Recipe doesn’t say when you use the 1/4 cup hot water. The warm water is mixed with the baking soda, but there is no mention of using hot water.
Ronny: did you use guar gum? I mix it with xanthan. niio
I use a gluten free baking mix which has xanthan gum in it
Sorry, I guess I was thinking… destitute. I don’t see “poor” having (brown sugar, shortening, flour (all-purpose), vanilla extract) let alone have access TO an oven. Am I “missing something” ?
Ozzy: At that point, the people would have starved to death. Sugar, molasses, flour, vanilla all go a long, long way. An oven can get a frying pan and lid buried in hot ashes. Ovens are easy to make. Clay and water, hand build it. two chambers, side by side or upper and lower. fire goes in the lower one and smoke out a chimney. The upper would have a door to hold the heat. A lot of people in the world still bake like that. niio
Pine Hollow Farms’ comment about walking the tracks to pick up coal sparked a memory told by my mother and her siblings (there were 7) and the coal trains that came up thru Illinois on the way to the steel mills. The 2 oldest were boys. Coal trains were always long and when pulling even a slight grade were down to not much more and a brisk walk. The kids would take a team and wagon and wait in the brush while one would watch the track for a train. If it was long they knew it would be a slow one and just waited. When it had nearly passed the boys would run up and climb onto the last few cars and start tossing coal off onto the ground as fast as they could. The brakeman or men in the caboose never even came out to holler at them since they knew it was bad and glad to just have a job themselves. When the train started to pick up speed the boys knew it was time to get off which they did, Meanwhile moms’ oldest sister would drive the team up along the track until they came upon the coal. The younger kids got out and tossed the coal into the wagon until they caught up to the boys. My mom and her sisters wanted to climb on and toss coal but were forbidden by her father. Tossing Coal was a lot easier than lifing it up over the side of a wagon and they knew it’ This was hard coal (anthracite) headed for the steel mills and not only burned hotter but longer than soft coal (bituminous). So when they used it in the stove or heater they had to be careful not to fill either too full as it could literally burn thru cast iron plate if they had.

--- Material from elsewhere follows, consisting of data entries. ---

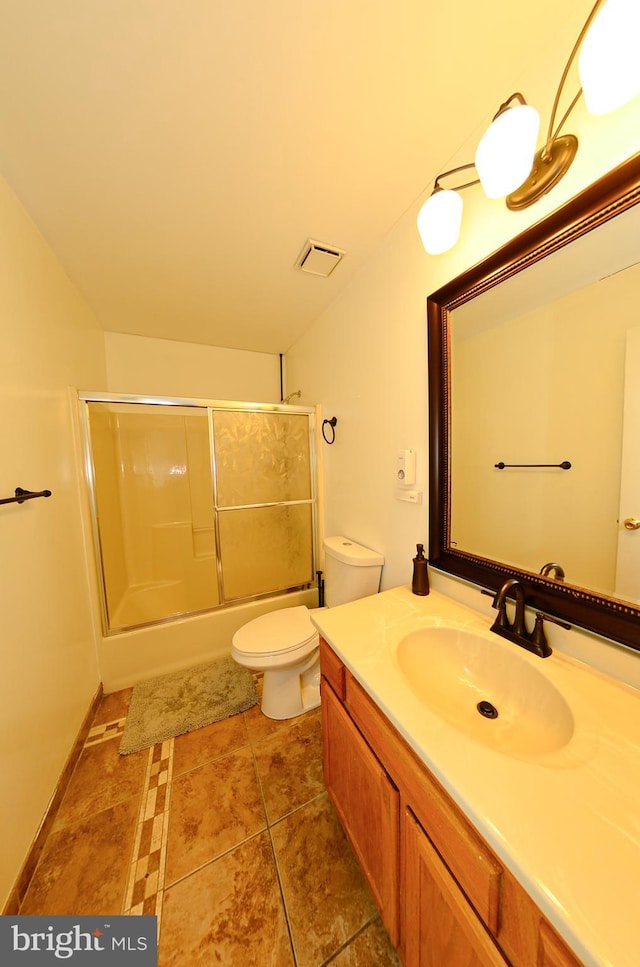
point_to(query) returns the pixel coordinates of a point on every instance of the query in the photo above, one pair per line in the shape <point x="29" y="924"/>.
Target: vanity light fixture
<point x="506" y="160"/>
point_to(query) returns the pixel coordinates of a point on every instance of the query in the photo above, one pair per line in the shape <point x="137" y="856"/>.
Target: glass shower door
<point x="153" y="497"/>
<point x="264" y="501"/>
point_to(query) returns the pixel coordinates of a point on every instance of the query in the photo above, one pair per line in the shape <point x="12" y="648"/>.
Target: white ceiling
<point x="176" y="154"/>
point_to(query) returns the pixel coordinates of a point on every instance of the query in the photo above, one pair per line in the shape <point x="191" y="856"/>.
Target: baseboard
<point x="17" y="895"/>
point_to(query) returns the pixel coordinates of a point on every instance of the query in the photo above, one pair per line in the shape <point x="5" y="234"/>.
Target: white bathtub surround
<point x="564" y="821"/>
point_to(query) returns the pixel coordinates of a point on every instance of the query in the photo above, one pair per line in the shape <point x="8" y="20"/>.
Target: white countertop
<point x="566" y="823"/>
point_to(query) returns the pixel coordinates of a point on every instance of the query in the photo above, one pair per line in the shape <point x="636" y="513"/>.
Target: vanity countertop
<point x="565" y="823"/>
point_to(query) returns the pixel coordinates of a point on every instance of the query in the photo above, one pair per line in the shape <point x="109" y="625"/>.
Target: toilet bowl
<point x="284" y="644"/>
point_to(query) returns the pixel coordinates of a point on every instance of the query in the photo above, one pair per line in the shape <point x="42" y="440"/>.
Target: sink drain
<point x="488" y="710"/>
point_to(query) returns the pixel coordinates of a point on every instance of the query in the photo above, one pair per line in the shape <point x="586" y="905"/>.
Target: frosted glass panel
<point x="265" y="549"/>
<point x="261" y="457"/>
<point x="154" y="499"/>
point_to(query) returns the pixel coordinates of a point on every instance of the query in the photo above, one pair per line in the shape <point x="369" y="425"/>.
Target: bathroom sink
<point x="487" y="691"/>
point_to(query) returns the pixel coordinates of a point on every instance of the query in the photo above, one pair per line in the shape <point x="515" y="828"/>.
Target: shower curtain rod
<point x="22" y="495"/>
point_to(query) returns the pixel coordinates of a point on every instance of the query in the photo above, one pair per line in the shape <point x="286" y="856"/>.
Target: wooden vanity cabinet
<point x="443" y="895"/>
<point x="441" y="926"/>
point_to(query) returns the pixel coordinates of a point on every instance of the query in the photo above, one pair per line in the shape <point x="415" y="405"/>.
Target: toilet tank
<point x="351" y="571"/>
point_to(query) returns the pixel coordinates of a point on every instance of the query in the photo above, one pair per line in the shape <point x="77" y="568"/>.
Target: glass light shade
<point x="439" y="221"/>
<point x="505" y="154"/>
<point x="609" y="59"/>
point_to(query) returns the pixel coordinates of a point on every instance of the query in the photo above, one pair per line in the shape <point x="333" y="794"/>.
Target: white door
<point x="628" y="560"/>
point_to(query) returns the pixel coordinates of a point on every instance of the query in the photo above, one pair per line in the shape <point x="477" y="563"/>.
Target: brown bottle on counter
<point x="420" y="583"/>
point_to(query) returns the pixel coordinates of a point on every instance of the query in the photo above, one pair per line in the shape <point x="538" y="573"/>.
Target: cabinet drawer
<point x="332" y="669"/>
<point x="475" y="868"/>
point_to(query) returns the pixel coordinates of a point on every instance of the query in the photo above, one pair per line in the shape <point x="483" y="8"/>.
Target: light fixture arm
<point x="453" y="171"/>
<point x="551" y="134"/>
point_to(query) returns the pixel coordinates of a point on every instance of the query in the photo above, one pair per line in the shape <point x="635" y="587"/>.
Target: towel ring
<point x="332" y="423"/>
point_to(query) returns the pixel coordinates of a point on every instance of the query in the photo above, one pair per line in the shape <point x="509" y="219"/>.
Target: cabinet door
<point x="367" y="804"/>
<point x="440" y="926"/>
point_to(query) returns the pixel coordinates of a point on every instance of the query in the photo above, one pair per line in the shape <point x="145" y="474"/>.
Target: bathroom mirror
<point x="528" y="352"/>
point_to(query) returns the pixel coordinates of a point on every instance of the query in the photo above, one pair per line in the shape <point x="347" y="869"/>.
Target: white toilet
<point x="284" y="644"/>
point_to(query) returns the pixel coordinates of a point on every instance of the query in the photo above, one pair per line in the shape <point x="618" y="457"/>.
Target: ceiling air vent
<point x="318" y="259"/>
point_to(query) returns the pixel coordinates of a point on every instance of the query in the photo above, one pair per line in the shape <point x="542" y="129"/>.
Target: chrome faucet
<point x="516" y="631"/>
<point x="558" y="571"/>
<point x="502" y="623"/>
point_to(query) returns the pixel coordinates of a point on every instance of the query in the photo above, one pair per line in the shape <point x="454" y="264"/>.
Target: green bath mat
<point x="186" y="700"/>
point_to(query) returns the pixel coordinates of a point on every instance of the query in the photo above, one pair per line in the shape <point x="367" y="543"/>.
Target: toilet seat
<point x="275" y="633"/>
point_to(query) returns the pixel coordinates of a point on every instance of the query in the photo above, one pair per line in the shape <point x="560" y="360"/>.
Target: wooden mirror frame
<point x="613" y="618"/>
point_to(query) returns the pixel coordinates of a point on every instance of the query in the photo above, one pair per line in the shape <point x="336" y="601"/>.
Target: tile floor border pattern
<point x="105" y="731"/>
<point x="145" y="882"/>
<point x="145" y="886"/>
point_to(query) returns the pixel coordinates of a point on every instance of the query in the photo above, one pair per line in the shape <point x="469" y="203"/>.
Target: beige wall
<point x="50" y="341"/>
<point x="365" y="357"/>
<point x="159" y="367"/>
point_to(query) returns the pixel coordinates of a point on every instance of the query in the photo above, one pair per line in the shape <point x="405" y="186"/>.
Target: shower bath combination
<point x="197" y="505"/>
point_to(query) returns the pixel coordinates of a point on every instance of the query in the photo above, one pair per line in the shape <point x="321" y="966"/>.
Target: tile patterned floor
<point x="226" y="834"/>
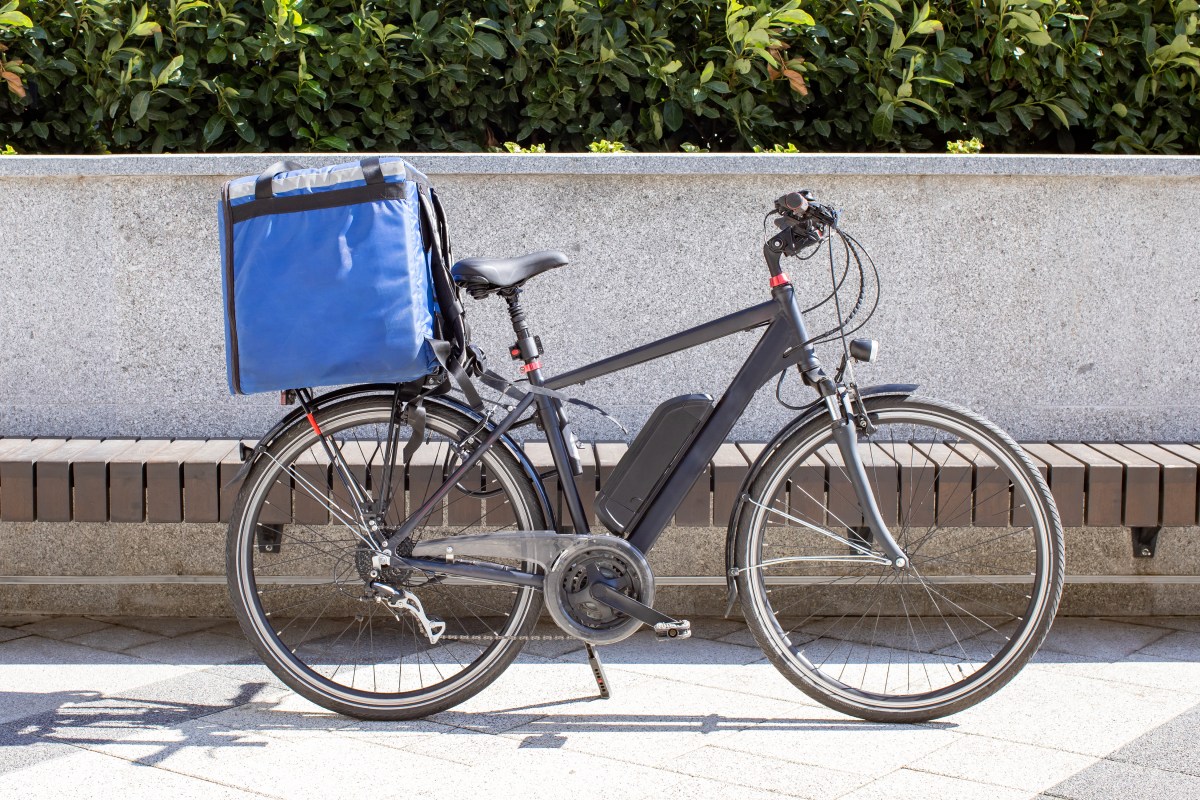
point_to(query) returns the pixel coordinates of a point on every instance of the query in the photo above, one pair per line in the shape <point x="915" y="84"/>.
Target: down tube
<point x="766" y="360"/>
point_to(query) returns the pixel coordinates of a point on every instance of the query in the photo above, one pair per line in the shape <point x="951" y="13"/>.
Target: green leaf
<point x="881" y="124"/>
<point x="214" y="128"/>
<point x="244" y="130"/>
<point x="672" y="115"/>
<point x="168" y="71"/>
<point x="1038" y="37"/>
<point x="1057" y="112"/>
<point x="491" y="43"/>
<point x="15" y="18"/>
<point x="334" y="143"/>
<point x="139" y="106"/>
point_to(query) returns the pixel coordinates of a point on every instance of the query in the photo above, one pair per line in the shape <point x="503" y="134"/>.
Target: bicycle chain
<point x="480" y="637"/>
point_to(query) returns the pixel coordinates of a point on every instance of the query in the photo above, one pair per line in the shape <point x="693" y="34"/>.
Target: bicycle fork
<point x="841" y="414"/>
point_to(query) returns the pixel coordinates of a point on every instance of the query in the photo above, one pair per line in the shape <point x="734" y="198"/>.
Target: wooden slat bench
<point x="156" y="480"/>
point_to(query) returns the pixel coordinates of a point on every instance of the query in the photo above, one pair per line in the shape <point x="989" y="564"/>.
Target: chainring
<point x="568" y="597"/>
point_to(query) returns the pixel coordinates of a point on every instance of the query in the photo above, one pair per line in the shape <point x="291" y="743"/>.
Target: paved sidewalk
<point x="155" y="707"/>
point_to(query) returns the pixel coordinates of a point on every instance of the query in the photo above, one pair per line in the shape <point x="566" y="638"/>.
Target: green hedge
<point x="192" y="76"/>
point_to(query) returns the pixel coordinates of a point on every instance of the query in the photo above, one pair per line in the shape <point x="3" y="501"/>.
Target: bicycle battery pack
<point x="649" y="458"/>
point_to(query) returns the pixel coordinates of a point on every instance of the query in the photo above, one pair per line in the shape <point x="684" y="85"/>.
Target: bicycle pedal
<point x="677" y="630"/>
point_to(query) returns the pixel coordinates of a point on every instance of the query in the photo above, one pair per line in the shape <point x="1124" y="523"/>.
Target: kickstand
<point x="598" y="672"/>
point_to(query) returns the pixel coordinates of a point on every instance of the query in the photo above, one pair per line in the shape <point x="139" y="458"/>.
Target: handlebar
<point x="802" y="222"/>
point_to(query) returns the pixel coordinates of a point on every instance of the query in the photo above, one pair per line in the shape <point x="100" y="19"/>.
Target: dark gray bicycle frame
<point x="780" y="348"/>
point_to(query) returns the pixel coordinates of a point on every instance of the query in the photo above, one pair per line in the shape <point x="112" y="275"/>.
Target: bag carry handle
<point x="372" y="172"/>
<point x="263" y="190"/>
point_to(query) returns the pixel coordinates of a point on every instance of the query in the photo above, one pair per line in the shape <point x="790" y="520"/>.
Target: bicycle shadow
<point x="93" y="720"/>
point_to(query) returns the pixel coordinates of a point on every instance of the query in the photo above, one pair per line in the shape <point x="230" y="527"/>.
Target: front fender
<point x="808" y="414"/>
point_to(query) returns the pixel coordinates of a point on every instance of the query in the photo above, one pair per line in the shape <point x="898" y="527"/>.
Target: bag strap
<point x="263" y="188"/>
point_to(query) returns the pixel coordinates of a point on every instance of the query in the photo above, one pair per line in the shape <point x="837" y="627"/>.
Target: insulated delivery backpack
<point x="337" y="276"/>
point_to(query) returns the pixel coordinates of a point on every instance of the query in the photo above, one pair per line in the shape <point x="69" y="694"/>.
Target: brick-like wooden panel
<point x="1067" y="479"/>
<point x="89" y="476"/>
<point x="53" y="479"/>
<point x="883" y="473"/>
<point x="730" y="469"/>
<point x="424" y="479"/>
<point x="462" y="509"/>
<point x="993" y="491"/>
<point x="781" y="501"/>
<point x="1180" y="476"/>
<point x="231" y="464"/>
<point x="18" y="500"/>
<point x="918" y="486"/>
<point x="1141" y="483"/>
<point x="126" y="480"/>
<point x="843" y="504"/>
<point x="807" y="489"/>
<point x="202" y="483"/>
<point x="954" y="485"/>
<point x="1104" y="483"/>
<point x="6" y="446"/>
<point x="165" y="480"/>
<point x="751" y="450"/>
<point x="358" y="458"/>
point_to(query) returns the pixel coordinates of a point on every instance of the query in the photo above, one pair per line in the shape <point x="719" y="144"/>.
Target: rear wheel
<point x="300" y="571"/>
<point x="985" y="569"/>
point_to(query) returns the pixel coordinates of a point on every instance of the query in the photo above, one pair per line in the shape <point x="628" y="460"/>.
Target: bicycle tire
<point x="984" y="621"/>
<point x="481" y="632"/>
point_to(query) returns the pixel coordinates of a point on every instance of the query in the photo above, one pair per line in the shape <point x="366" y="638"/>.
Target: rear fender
<point x="385" y="390"/>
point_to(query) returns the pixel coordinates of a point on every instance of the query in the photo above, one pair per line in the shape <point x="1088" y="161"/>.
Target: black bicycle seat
<point x="491" y="274"/>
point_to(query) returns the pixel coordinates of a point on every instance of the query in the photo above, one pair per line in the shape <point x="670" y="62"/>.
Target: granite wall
<point x="1057" y="295"/>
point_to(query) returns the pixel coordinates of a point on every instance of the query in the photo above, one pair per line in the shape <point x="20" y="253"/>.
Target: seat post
<point x="563" y="444"/>
<point x="527" y="344"/>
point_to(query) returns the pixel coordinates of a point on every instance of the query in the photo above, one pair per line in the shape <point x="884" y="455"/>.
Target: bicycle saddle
<point x="481" y="276"/>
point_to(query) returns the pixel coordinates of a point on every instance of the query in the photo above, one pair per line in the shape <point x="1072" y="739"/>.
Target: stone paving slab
<point x="151" y="707"/>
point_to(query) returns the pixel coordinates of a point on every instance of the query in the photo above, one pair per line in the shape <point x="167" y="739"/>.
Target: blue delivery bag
<point x="327" y="276"/>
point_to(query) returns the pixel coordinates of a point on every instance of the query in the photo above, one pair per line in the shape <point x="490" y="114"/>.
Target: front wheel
<point x="977" y="599"/>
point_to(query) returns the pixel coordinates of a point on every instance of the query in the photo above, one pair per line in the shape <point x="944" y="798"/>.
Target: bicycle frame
<point x="781" y="347"/>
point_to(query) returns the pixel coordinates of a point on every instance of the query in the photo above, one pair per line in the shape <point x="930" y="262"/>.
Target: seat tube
<point x="553" y="421"/>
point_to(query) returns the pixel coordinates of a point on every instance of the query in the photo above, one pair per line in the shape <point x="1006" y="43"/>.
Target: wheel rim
<point x="304" y="602"/>
<point x="876" y="637"/>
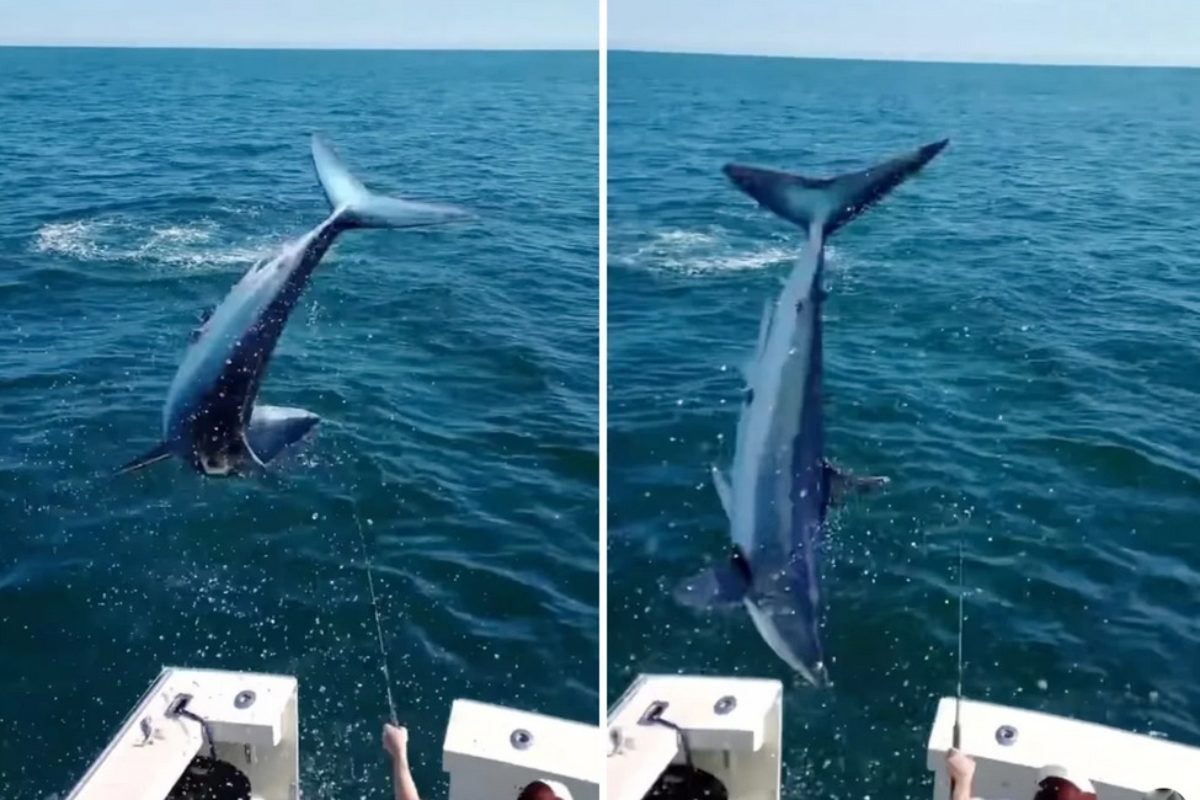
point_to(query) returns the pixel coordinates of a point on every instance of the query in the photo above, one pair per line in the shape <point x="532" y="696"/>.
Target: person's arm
<point x="961" y="768"/>
<point x="395" y="741"/>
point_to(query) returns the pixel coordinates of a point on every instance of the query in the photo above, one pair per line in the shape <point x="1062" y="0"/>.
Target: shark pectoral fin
<point x="151" y="456"/>
<point x="271" y="428"/>
<point x="725" y="584"/>
<point x="724" y="491"/>
<point x="843" y="482"/>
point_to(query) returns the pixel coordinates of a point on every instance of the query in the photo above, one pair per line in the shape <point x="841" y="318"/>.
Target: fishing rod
<point x="375" y="609"/>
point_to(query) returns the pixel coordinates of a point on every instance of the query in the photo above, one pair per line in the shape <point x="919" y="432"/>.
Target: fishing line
<point x="958" y="701"/>
<point x="375" y="609"/>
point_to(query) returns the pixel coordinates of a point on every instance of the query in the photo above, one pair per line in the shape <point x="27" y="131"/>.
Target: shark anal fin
<point x="151" y="456"/>
<point x="271" y="428"/>
<point x="725" y="584"/>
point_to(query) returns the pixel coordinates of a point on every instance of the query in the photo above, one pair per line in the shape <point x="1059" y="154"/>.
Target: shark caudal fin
<point x="829" y="202"/>
<point x="361" y="208"/>
<point x="151" y="456"/>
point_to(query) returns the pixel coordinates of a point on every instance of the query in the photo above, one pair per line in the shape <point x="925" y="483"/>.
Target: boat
<point x="676" y="737"/>
<point x="204" y="734"/>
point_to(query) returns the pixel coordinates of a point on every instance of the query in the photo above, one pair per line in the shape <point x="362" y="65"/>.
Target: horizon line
<point x="916" y="59"/>
<point x="268" y="46"/>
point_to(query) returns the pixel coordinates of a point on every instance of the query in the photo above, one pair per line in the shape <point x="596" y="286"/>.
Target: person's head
<point x="545" y="791"/>
<point x="1061" y="783"/>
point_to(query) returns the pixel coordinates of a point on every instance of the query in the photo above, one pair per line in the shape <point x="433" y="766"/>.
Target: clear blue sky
<point x="304" y="23"/>
<point x="1049" y="31"/>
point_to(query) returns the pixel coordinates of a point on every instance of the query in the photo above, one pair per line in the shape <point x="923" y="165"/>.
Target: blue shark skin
<point x="210" y="419"/>
<point x="780" y="486"/>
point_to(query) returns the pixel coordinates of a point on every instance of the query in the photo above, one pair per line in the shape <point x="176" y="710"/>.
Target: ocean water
<point x="455" y="371"/>
<point x="1011" y="337"/>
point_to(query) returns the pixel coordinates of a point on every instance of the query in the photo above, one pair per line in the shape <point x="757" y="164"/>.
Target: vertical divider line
<point x="603" y="487"/>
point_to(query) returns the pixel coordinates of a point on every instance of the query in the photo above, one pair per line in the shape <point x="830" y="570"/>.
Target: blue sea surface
<point x="1012" y="337"/>
<point x="454" y="368"/>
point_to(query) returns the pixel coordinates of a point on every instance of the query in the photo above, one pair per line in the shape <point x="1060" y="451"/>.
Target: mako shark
<point x="780" y="487"/>
<point x="210" y="419"/>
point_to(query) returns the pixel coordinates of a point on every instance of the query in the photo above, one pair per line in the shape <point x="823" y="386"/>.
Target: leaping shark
<point x="210" y="419"/>
<point x="781" y="485"/>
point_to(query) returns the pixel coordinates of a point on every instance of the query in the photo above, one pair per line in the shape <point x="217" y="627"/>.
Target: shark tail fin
<point x="153" y="456"/>
<point x="831" y="202"/>
<point x="360" y="208"/>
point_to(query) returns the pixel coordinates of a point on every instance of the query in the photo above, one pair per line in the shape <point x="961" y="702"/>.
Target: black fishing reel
<point x="210" y="779"/>
<point x="685" y="782"/>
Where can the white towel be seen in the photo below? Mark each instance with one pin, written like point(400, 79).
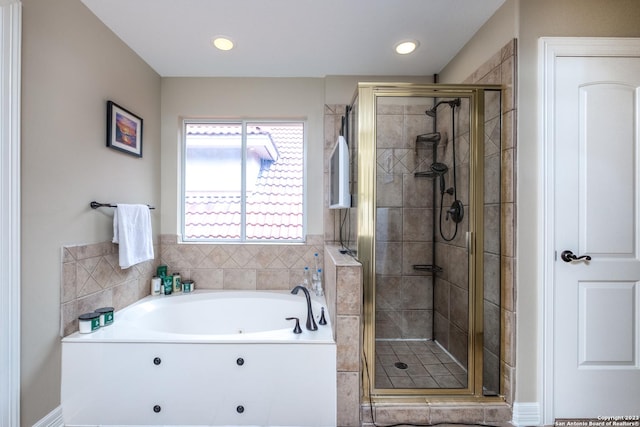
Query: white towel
point(132, 232)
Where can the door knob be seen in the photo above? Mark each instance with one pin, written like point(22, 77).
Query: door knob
point(568, 256)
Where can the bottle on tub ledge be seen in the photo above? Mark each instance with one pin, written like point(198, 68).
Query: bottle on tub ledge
point(307, 282)
point(317, 283)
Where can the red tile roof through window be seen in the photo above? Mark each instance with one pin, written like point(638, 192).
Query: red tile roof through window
point(274, 209)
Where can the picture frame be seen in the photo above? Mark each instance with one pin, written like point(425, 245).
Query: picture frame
point(124, 130)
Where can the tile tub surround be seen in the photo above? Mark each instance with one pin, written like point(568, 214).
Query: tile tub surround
point(233, 266)
point(92, 278)
point(343, 278)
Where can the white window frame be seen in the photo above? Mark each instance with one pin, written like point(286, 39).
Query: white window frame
point(243, 123)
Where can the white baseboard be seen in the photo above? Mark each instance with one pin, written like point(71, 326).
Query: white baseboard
point(52, 419)
point(526, 414)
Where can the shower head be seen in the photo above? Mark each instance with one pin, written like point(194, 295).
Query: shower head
point(452, 103)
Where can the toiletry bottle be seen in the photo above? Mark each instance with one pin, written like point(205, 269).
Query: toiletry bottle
point(156, 284)
point(306, 279)
point(317, 283)
point(177, 283)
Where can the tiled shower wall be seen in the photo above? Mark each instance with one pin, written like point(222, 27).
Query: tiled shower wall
point(91, 277)
point(501, 69)
point(404, 212)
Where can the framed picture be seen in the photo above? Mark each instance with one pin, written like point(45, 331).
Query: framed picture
point(124, 130)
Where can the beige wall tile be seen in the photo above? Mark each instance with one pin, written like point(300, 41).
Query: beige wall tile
point(348, 405)
point(348, 340)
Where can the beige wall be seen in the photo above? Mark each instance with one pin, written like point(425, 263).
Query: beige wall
point(71, 65)
point(528, 20)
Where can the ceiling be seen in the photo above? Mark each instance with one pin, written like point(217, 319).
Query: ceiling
point(294, 38)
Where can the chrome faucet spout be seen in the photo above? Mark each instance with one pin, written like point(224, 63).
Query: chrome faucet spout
point(311, 323)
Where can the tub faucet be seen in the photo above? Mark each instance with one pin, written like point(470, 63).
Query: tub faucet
point(311, 323)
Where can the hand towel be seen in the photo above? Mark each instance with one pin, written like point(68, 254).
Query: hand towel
point(132, 232)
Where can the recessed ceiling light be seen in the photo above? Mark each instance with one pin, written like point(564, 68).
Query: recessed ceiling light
point(222, 42)
point(406, 46)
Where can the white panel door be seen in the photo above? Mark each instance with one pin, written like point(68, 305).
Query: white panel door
point(596, 302)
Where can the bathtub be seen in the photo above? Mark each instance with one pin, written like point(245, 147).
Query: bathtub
point(206, 358)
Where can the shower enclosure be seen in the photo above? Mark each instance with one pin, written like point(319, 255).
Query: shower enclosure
point(428, 190)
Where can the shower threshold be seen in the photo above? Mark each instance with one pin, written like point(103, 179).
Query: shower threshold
point(431, 268)
point(417, 364)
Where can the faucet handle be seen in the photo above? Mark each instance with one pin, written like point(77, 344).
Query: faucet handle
point(323, 320)
point(296, 329)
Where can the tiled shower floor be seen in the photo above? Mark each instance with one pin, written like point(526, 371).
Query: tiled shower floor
point(427, 366)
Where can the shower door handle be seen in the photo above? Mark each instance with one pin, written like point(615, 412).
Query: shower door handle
point(568, 256)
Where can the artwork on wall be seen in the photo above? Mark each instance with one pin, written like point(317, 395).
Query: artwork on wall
point(124, 130)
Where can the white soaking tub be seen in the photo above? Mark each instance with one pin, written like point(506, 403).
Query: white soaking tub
point(208, 358)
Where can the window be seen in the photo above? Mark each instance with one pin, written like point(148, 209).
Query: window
point(243, 181)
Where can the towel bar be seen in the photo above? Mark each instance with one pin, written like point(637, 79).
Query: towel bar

Back in 2011 I was out of town for a funeral. I stopped at a RR crossing to check out what looked to be a disused line. There’s still coal scattered among the ballast on that track! Just from what I saw, I imagine someone could fill a bucket with a few minutes’ walk.
Recipe skipped mixing the liquid with the flour, sugar and oats.
That’s a LOT of sugar, which makes me skeptical for a depression recipe. The only difference between it and a 1950s/60s recipe is the lack of eggs.